Margaret Byrnes, National Library of Medicine (U.S.)
The need to ensure the long term survival of information that is issued only in electronic form has been a topic of discussion at the National Library of Medicine for several years. NLM has a formal mandate to collect and preserve the record of biomedicine. We understand that mandate to include "born digital" biomedical materials as well as other formats. This issue has been a recurring topic at meetings of the NLM Board of Regents and has emerged as one of the goals in our long range plan for 2000 – 2005. Under the objective "Acquire, Organize, and Preserve Biomedical Information" the plan includes the following goals:
- Take a leadership role in ensuring permanent access to important digital materials in health and biomedicine, including electronic journals, databases, documents published on the Web, and new kinds of scholarly communication and documentation of knowledge, using NLM’s own electronic output and services as initial test beds
- Work with national libraries and other appropriate organizations to develop, test, and implement standards and strategies for permanent access to electronic information.

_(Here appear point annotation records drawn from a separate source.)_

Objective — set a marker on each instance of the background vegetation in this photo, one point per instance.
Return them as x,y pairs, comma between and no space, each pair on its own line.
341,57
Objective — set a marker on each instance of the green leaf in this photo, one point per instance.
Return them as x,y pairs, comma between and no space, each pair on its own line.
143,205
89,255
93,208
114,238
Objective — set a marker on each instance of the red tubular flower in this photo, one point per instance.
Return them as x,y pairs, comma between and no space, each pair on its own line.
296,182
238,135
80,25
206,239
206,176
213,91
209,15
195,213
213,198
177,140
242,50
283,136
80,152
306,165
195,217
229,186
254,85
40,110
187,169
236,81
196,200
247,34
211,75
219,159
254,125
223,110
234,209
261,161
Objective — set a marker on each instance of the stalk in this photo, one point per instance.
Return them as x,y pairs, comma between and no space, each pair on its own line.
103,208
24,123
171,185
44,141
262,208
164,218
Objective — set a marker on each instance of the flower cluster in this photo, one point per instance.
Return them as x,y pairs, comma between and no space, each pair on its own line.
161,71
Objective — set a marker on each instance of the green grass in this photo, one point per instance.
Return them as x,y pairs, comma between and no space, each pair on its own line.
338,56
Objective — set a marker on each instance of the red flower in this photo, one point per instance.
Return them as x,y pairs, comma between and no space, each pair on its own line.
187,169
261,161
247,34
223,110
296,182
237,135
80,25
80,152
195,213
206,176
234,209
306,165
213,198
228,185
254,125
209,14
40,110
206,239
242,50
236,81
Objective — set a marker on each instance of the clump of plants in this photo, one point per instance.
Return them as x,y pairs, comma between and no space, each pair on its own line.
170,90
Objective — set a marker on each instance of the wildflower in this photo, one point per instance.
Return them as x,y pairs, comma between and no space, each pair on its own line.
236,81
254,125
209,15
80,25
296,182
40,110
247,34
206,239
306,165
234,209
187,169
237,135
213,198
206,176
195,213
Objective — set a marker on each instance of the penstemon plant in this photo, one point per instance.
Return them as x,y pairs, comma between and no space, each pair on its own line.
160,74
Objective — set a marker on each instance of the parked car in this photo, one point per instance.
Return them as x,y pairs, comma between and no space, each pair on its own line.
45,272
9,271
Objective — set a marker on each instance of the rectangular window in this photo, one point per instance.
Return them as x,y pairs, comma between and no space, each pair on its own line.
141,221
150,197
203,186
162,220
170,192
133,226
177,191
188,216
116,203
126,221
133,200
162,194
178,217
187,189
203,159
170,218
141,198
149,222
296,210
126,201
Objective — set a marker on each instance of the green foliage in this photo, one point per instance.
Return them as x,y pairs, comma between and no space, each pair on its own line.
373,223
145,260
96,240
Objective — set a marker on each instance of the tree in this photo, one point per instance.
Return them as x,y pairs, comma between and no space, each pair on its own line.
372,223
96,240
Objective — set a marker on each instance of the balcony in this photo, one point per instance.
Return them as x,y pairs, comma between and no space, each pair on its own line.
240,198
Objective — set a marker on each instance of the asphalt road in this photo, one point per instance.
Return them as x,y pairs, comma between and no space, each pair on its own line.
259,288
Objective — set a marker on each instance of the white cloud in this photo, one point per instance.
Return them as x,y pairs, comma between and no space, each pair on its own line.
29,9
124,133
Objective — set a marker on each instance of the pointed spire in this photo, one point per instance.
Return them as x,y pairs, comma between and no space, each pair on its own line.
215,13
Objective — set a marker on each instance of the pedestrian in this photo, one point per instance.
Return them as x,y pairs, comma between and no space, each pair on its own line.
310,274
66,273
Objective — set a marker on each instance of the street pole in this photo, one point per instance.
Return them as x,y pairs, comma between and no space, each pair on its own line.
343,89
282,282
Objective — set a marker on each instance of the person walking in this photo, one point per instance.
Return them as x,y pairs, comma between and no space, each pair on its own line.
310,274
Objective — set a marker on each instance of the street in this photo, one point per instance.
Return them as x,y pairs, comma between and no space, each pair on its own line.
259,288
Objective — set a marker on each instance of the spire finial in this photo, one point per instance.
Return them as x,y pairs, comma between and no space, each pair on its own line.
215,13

To achieve these goals, NLM decided that the first step should be to look at our own electronic publications and decide how best to ensure access to those we consider to be of lasting value. We thought that having a model for our own publications would prove useful in future discussions of permanence issues with publishers of other electronic biomedical research information. We also hoped that by developing a system for communicating NLM’s commitment to permanence for some of our electronic publications, we could contribute to other efforts in the library community to develop preservation metadata and archiving strategies.
The Working Group on Permanence of NLM’s Electronic Information (WGP) was asked to address a user’s need to know whether a resource he or she creates, uses, or cites will remain available, unchanged, and in the same location the next time it is needed. The WGP’s specific charge was:
To examine the range of electronic information produced by NLM and develop recommendations for:
- levels of permanence suitable for different categories of NLM information
- methods of recording and communicating permanence levels
- procedures for ensuring that permanence levels are implemented.
After a year of deliberations, the WGP proposed the following rating system:
Identifier Validity (IV)
- Transient
- Guaranteed
Resource Availability (RA)
- No guarantee
- Permanently Available
Content Invariance (CI)
- Dynamic
- Stable
- Unchanging
The three main concepts underlying this system are:
Identifier Validity: the extent to which a resource’s identifier will remain the same over time and retrieve the same resource
Resource Availability: the degree to which users can be assured that a given resource will be there the next time it is needed. A rating of Permanently Available communicates a commitment that NLM will archive the resource.
Content Invariance: the degree to which the content of an electronic resource could change. Under this category there are three possibilities:
Dynamic content can change at any time. It could be heavily revised or completely replaced.
Stable content means that the user can expect only minor additions or corrections to the content.
Unchanging content means that content will remain the same over time.
Growing and Closed are terms used for aggregate resources such as databases or newsletters to indicate that new items are still being added or that the resource is no longer growing.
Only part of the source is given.